Second, I'd just make them sit apart. You don't know if both were cheating. One might have been copying off the other, who wasn't aware of it.

I was surprised by the low scores. That's what freshman get when they pay more attention to their phones or laptops instead of the review.
 
As an Amazon Associate we earn from qualifying purchases. Product prices and availability are accurate as of the date/time indicated and are subject to change.
Seems like many, many tests I took in college had multiple versions, just the same questions in different orders.

Some, of course, didn't. We did have one great class where every test was 100 multiple choice questions pulled at random from a catalog of questions that had existed for so long you could dig around, find four or five tests from other semesters and see at least 80 of the 100 you'd be likely to show up on your test. So, we skipped class all semester, spent a few nights before the test memorizing questions and their answers (they were all fairly uniquely worded, thus distinguishable), and all got either As or Bs.

It was no secret, of course. About 1/3 the class would be done with the whole thing before the teacher was finished showing the slides we supposedly needed to answer the first 50 questions correctly.

Ah, college.
 
My old roommate used to cheat in college. New night, new girl. He also had to go to the campus clinic a lot behind his girlfriend's back because of all his cheating.

Wait, what were we talking about?
 
"The guys at the Jewish house said all our answers were wrong!"
 
Stitch said:
For those who teach college courses, I have a dilemma. On my mid-term for an intro public speaking class, there were a couple of instances were two people who sit next to each other missed the same questions. For one of the suspected groups, the pair missed the same 14 questions out of 45.

The dean said unless you catch them in the act, there's little you can do for a multiple-choice exam. I guess I have to assign seats next time and maybe have a few versions of the exam with the questions in different order.

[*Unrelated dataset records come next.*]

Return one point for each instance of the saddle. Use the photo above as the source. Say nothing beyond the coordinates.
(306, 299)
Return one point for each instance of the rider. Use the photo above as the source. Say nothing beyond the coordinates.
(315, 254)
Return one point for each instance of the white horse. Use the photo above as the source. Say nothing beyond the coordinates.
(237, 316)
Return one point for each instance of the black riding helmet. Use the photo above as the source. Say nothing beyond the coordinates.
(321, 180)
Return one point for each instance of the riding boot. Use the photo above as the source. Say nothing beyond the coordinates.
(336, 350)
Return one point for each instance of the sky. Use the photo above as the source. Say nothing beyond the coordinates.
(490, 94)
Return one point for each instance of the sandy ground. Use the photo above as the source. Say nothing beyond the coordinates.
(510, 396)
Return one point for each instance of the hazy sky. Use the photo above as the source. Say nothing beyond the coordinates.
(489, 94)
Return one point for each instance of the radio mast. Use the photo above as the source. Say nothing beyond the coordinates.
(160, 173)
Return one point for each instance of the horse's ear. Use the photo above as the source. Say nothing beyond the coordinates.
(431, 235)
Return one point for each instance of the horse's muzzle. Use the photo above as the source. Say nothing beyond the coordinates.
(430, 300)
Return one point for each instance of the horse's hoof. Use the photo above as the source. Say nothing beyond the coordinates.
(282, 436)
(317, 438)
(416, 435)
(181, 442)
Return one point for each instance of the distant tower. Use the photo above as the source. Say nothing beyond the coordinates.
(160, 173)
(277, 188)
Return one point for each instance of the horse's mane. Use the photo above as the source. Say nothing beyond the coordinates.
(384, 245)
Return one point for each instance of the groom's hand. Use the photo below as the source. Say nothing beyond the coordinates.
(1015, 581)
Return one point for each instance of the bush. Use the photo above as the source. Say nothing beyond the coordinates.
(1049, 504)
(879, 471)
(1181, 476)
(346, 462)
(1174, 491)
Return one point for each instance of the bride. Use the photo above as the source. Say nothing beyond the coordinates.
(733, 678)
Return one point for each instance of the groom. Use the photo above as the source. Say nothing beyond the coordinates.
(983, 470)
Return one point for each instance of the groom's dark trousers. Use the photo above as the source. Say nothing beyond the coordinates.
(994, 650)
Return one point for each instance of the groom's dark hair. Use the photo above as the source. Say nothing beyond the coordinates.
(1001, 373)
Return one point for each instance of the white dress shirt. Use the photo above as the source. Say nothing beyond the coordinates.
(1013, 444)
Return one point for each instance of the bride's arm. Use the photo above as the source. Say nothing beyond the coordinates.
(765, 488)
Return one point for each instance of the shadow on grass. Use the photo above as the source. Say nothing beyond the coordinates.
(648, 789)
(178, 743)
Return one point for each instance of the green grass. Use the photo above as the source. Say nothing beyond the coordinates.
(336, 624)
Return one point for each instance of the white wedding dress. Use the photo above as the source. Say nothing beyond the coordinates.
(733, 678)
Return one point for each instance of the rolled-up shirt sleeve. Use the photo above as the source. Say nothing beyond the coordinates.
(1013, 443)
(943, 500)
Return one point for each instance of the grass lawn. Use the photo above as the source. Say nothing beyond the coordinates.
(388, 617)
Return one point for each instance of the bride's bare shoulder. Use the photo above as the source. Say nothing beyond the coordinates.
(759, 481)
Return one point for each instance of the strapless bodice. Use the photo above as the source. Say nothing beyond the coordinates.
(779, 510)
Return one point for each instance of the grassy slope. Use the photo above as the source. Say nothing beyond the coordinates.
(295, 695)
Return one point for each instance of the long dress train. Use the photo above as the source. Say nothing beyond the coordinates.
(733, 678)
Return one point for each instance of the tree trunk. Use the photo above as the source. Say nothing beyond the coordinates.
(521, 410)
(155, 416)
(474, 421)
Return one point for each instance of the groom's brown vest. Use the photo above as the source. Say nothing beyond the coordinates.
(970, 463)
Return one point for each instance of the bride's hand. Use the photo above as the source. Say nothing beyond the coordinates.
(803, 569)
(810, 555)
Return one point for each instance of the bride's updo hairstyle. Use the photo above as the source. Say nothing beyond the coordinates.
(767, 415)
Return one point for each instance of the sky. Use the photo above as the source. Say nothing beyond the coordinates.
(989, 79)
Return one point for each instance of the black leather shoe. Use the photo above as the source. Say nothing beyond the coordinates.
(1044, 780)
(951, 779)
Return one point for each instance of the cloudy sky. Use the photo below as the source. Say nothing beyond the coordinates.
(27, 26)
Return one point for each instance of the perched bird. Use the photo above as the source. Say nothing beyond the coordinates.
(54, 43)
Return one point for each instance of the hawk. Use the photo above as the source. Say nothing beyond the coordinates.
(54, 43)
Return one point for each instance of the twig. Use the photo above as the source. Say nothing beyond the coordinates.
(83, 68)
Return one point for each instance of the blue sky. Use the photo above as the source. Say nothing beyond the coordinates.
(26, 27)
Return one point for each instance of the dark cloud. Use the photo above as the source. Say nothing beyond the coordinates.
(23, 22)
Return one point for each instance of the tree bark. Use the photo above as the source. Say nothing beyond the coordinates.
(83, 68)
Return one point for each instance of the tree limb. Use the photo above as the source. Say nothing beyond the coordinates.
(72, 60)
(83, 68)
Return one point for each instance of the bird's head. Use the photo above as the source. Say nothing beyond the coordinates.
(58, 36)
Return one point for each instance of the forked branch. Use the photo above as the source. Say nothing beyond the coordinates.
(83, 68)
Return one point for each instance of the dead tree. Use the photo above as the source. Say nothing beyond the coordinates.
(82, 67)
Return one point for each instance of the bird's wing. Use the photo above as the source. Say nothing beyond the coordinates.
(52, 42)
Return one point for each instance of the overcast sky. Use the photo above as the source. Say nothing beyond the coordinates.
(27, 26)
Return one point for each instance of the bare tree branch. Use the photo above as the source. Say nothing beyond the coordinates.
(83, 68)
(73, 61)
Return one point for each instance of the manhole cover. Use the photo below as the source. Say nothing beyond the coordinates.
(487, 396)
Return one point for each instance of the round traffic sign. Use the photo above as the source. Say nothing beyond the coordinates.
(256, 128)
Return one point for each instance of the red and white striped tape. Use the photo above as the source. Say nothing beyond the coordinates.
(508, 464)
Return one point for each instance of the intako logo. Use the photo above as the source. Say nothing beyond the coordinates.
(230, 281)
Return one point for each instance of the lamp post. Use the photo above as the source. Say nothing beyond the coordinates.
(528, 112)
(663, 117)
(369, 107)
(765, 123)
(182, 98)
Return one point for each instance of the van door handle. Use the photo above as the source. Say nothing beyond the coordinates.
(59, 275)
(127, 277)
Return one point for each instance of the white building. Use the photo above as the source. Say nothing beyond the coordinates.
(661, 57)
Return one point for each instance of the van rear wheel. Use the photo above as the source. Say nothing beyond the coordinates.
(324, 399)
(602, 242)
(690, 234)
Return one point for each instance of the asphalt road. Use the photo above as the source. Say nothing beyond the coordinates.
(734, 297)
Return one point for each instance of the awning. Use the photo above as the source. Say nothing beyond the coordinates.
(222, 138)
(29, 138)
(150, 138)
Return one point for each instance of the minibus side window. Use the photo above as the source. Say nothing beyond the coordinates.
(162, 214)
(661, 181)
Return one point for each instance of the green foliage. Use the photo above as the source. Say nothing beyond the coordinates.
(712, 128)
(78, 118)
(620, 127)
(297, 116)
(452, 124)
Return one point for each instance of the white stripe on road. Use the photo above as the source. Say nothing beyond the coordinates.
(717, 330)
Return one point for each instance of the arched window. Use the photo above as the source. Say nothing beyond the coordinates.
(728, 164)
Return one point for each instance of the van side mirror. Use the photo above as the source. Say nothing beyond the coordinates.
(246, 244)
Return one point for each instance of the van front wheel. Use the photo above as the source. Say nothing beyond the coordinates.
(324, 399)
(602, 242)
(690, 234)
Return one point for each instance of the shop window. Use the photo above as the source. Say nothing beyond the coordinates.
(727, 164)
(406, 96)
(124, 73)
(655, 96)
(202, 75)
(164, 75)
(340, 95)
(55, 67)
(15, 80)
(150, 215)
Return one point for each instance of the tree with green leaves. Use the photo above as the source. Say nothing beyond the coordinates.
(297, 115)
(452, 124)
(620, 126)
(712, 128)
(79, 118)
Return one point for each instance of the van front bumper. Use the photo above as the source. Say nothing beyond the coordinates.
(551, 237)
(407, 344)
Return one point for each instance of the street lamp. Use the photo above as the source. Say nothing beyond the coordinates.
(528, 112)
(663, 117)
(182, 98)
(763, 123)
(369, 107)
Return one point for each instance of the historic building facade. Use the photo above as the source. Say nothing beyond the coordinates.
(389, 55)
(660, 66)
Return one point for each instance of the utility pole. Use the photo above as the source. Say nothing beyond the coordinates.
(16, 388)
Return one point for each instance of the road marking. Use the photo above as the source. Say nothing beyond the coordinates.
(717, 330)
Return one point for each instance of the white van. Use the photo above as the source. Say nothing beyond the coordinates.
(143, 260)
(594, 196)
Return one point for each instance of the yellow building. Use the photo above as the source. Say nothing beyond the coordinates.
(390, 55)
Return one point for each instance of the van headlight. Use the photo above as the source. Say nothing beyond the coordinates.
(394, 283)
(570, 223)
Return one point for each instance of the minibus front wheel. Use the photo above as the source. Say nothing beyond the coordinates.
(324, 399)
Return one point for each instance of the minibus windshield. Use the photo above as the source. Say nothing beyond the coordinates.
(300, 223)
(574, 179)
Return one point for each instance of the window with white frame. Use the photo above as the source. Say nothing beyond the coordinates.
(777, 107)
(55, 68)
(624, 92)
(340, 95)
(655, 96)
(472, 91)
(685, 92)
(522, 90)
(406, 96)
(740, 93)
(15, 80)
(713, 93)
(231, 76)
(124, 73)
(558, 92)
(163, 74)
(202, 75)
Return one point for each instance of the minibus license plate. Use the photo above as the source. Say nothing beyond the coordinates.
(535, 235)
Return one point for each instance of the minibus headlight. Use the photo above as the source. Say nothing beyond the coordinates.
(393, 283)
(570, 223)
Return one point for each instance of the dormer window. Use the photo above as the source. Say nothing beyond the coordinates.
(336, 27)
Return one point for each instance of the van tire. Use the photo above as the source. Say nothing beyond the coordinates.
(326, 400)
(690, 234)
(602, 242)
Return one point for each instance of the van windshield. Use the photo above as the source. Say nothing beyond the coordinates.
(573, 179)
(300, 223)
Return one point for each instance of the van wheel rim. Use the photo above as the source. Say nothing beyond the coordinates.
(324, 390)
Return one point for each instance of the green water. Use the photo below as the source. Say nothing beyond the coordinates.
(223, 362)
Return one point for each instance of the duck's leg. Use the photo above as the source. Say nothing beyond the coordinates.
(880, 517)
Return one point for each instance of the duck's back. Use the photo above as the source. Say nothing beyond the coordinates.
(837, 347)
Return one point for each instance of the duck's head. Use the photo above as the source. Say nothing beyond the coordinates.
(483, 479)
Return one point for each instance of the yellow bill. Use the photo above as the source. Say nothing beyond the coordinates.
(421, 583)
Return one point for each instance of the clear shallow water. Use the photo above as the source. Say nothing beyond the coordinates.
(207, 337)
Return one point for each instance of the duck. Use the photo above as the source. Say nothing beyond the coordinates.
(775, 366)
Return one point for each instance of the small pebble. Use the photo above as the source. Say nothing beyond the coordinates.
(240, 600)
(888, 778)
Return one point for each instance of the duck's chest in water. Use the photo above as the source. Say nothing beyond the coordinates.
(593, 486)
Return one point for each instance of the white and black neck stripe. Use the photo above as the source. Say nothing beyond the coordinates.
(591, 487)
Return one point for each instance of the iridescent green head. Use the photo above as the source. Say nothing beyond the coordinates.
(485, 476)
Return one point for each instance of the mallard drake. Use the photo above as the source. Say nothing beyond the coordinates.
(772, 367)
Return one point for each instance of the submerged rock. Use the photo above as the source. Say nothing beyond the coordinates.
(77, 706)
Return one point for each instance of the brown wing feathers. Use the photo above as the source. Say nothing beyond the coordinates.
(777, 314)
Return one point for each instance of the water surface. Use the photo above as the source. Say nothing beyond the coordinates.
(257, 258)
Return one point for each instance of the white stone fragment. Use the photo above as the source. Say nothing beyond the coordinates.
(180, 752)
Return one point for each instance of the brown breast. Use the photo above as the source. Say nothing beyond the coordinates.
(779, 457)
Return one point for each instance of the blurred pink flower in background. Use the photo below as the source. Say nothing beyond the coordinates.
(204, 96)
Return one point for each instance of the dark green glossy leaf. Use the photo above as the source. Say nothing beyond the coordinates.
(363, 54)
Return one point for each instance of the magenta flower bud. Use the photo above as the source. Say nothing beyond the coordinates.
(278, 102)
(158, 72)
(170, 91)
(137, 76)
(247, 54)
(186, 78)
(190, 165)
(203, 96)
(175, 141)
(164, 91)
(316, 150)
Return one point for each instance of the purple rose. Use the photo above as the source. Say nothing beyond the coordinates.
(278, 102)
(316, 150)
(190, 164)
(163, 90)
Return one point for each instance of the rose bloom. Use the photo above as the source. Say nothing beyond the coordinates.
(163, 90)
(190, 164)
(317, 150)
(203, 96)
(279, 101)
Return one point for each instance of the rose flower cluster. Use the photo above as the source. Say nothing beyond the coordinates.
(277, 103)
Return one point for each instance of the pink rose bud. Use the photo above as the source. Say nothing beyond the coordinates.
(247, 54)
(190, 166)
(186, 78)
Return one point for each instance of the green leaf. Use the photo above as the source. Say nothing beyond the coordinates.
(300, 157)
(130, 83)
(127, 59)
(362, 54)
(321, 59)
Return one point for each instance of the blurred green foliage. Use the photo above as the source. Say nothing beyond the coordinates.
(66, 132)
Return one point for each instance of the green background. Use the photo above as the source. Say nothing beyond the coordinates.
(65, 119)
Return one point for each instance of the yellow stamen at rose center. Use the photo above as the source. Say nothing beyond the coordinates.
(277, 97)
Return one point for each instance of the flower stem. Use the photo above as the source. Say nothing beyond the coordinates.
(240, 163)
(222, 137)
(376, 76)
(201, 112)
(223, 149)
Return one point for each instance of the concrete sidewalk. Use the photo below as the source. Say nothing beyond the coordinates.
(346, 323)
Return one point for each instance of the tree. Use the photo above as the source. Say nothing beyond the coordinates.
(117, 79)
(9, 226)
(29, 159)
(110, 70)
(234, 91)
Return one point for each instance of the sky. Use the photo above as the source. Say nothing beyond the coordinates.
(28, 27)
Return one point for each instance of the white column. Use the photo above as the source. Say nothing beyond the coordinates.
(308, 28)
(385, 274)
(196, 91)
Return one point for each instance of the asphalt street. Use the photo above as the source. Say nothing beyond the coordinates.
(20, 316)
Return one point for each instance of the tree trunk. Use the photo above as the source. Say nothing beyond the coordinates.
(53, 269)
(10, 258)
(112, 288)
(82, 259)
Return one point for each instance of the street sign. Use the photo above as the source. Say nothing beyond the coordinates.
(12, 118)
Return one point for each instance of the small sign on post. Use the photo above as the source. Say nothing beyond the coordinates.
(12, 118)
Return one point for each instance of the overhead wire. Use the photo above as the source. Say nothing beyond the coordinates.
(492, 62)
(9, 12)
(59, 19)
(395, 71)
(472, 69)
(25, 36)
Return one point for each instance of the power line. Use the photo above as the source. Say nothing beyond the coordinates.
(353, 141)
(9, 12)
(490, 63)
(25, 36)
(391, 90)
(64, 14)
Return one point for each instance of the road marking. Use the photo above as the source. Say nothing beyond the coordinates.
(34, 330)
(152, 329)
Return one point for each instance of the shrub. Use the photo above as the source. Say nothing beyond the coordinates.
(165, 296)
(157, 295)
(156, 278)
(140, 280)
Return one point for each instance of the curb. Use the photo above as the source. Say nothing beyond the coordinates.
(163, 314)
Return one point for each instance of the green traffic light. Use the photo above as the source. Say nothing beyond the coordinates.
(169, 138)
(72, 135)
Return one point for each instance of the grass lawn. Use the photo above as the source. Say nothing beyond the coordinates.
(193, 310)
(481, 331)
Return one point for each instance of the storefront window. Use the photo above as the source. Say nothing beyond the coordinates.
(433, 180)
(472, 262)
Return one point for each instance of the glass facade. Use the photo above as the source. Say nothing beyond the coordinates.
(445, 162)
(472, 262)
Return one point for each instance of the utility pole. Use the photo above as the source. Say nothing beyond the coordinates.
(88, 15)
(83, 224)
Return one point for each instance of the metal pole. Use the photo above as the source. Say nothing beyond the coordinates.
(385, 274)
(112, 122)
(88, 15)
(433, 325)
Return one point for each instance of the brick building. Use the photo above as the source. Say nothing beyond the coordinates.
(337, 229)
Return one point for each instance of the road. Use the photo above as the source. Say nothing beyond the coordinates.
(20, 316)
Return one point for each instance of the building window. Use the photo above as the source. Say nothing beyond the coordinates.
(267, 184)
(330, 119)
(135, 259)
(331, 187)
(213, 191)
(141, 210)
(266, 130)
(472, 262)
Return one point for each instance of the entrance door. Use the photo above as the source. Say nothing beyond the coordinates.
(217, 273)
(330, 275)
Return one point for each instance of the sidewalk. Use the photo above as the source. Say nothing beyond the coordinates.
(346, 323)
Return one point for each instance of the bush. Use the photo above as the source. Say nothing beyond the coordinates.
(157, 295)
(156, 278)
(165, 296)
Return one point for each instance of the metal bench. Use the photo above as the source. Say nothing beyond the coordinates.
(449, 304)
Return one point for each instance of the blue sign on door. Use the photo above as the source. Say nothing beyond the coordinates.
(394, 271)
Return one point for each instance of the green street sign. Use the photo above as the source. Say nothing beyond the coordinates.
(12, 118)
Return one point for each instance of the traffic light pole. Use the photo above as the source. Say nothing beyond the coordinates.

Thoughts for those who teach?

Next test: essay and short answer. (depending on # of students you have).
 
Quick story, freshman year.

Someone close to me (ummm, call him Jim) finds out that their best friend wrote the english "how-to" essay last quarter for English 1 and got an "A" on "how to make beer." So Jim decides to sorta copy. Gets "A-".

Next quarter, guys are all sitting around someone's dorm room and talk about "how-to" essay for English 1 and Mike says "I used Keith's essay too!" and Jim says "I got an A-, that guy Jamie is pretty easy". Mike's smile fades instantaneously (Priceless memory). Turns out Mike's TA is Jamie too. What to do? Guys tell him to fess up to TA. He does and gets to redo docked one grade.
 
My students are an interesting bunch. They are all freshman, so it's an adjustment for a lot of them in getting used to a higher standard than high school. I still get some handwritten essays turned in, even though I wrote in the syllabus and told them handwritten work is not accepted.

Getting them to do a Powerpoint slide for their speeches was an ordeal, as well. A few said they didn't have Powerpoint at home and seemed put off when I told them the computer labs have everything they need.
 
Stitch said:
My students are an interesting bunch. They are all freshman, so it's an adjustment for a lot of them in getting used to a higher standard than high school. I still get some handwritten essays turned in, even though I wrote in the syllabus and told them handwritten work is not accepted.

Getting them to do a Powerpoint slide for their speeches was an ordeal, as well. A few said they didn't have Powerpoint at home and seemed put off when I told them the computer labs have everything they need.

Who the hell writes an essay by hand? I can't believe you even have to put that in a syllabus.